Les Jeux Olympiques de Paris 2024, il les "savoure vraiment". Autour des bassins avec les consultants Laure Manaudou et Camille Lacourt, et désormais au Stade de France afin de suivre les athlètes; Alexandre Boyon commentera ce dimanche la cérémonie de clôture. Trois semaines de compétition que le journaliste n’est pas près d’oublier, lui qui a eu une "frayeur" il y a trois ans : "J’ai appris juste avant les Jeux de Tokyo, fin juin, que j’avais un cancer", confie-t-il à Télé-Loisirs.

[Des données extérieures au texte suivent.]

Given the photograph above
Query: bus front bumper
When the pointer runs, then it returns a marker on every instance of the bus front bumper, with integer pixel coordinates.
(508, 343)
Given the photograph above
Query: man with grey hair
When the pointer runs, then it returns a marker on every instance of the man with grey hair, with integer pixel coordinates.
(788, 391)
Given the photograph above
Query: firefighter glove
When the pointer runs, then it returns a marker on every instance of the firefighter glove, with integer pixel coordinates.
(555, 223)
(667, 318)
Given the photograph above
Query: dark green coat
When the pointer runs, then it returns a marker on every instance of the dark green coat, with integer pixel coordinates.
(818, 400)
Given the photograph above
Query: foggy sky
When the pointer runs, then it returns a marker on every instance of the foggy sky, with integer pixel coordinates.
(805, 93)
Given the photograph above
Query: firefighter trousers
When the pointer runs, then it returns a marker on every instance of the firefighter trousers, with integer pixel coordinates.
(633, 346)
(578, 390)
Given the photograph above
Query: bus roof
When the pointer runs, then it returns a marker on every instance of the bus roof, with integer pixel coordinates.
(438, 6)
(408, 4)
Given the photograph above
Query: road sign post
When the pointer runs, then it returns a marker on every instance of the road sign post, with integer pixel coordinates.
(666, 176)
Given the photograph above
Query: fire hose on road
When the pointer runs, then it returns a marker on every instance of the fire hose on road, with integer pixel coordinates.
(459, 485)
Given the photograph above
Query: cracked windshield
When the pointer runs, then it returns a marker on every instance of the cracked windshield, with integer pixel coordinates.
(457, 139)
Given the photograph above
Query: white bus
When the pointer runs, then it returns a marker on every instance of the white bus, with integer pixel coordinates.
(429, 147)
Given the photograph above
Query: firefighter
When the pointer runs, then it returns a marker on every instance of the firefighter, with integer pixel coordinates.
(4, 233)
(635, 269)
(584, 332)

"J’étais prêt à me faire opérer tout de suite, mais cela n’était pas possible, raconte Alexandre Boyon. J’ai donc fait les Jeux de Tokyo en mesurant tout le bonheur que j’avais d’être là". Sans en dire plus sur le cancer dont il était atteint, il souligne le "clin d’œil de l’histoire" : "Je n’ai pas pu faire les Jeux paralympiques car le jour où je devais prendre l’avion pour m’y rendre, le 18 août, j’étais en salle d’opération pour me faire retirer un cancer". À l’époque, il confiait à L’Équipe : "Je devais partir vendredi matin à Fukuoka, mais finalement je voyagerai dans mon canapé. On ne va pas se plaindre. Des trucs comme ça, ça arrive à des milliers de personnes chaque jour, il y a des trucs plus graves".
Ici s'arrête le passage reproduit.